A son-in-law of the late Chinese president Li Xiannian, Liu is a “princeling” (privileged offspring of a high official) who was promoted quickly and is now Deputy Political Commissar and a Lieutenant General in the PLA Air Force. He has traveled extensively overseas, including a term as a visiting professor at Stanford University, and is one of the few PLA officials to have visited Taiwan.
Here is some quotes from this recent article Liu Yaozhou’s thoughts on Mao Zedong and Deng Xiaoping, as well as Chinese people’s characteristics
1, Father-in-law (Li Xiannian) used to say: “Chairman Mao is perfect but he did one thing wrong: he agreed to give Mongolia out.” I would always remember father-in-law’s words. For a strong and powerful country, it firstly needs to have a gigantic coverage. Your forefathers had built up the legacy, but the descendents were not successful at keeping it, but rather lost a huge deal.

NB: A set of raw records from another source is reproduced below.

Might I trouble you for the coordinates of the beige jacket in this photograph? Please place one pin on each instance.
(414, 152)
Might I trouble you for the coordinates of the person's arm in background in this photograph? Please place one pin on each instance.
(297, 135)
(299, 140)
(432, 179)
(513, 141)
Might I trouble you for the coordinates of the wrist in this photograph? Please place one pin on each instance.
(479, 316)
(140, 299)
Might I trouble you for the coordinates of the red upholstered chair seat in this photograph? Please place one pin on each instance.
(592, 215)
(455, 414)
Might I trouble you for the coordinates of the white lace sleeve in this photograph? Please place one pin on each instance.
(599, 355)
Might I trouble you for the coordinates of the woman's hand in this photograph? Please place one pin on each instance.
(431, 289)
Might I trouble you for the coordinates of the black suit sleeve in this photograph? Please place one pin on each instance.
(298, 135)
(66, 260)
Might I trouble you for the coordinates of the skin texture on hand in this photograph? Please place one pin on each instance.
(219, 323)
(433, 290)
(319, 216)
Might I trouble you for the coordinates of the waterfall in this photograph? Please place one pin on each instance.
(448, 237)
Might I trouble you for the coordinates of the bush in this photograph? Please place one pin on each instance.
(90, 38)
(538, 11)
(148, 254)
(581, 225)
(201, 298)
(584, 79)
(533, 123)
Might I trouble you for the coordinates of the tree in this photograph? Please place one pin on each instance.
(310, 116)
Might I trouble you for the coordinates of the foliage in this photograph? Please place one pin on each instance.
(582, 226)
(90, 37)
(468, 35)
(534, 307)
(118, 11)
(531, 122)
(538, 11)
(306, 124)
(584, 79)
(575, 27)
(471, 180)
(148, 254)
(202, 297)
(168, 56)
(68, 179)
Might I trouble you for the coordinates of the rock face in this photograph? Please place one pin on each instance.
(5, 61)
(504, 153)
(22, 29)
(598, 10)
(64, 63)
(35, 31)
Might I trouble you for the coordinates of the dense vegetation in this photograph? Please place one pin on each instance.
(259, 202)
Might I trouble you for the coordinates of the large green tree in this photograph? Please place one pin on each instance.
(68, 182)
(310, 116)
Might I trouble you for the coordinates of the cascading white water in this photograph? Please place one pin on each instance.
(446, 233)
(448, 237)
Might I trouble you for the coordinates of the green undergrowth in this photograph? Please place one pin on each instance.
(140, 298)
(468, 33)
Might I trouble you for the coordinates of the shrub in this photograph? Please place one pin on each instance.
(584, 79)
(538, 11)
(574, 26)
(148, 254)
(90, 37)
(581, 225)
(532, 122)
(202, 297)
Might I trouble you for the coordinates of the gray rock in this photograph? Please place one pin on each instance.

2, Throughout his lifetime Mao Zedong was very dedicated to anti-feudalism. However, he himself was deep in the mud of feudalism and didn’t know how to get out. He even expanded this muddy business. He was sick. Sick of what disease? The “Eastern disease”, or “Asian disease”. The fundamental characteristic of “Asian disease” is authoritarianism. Its reflection on leaders is lifelong tenure and hereditarianism. As long as the leader can still breathe, he will hold his power until the end of his life.
3, The root of all problem is not because of the dictator, but because of the people. Certain kind of people will choose certain kind of system. Certain kind of system will also nurture certain kind of people.
4, Today’s Beijing is like a little businessman with gold inlay teeth, though shiny, but utterly uncultured.
5, Once (during the Great Famine), Mao Zedong asked father-in-law to dance. Father-in-law signed, “such good people”. Upon hearing this, Mao Zedong was stunned, “Why do you say so?” Father-in-law said: “Ask these girls to take off their shoes.” Mao Zedong said, “Do what deputy premier told you.” So all the girls took off their shoes and their feet were all swollen. There was a dent once you press there and it took a while for it to come back. Mao Zedong’s face sank and said, “Don’t come to dance anymore.” All the girls said, “We all want to come.” Mao Zedong said, “why?” Girls answered: “If we come to dance, at least we get a meal.”
6,#15 Doufuchi Hutong used to be the house for Yang Kaihui’s father and Mao Zedong lived there before when he was young. When his overweight body crossed that big door, he crossed in history as well. Over 60 years ago it must have occurred when someone asked “Is Mao Zedong home?” Mao Zedong at that time was a dumb boy with heavy Hunan accent. He was still a small tree that couldn’t stand out in the forest; he was a little drill that couldn’t breakthrough a pocket. When he came to Beijing to study, he was not good; when he wanted to find work, he was not good. Professors looked down upon him and fellow students made fun of him. Mao Zedong didn’t like intellectuals throughout his life. He said: “the more knowledge people have the more they want to revolt”. During the Cultural Revolution, what intellectuals endured was worse than any time in history. Mao Zedong’s resentment towards intellectuals were seeded during that time in Beijing.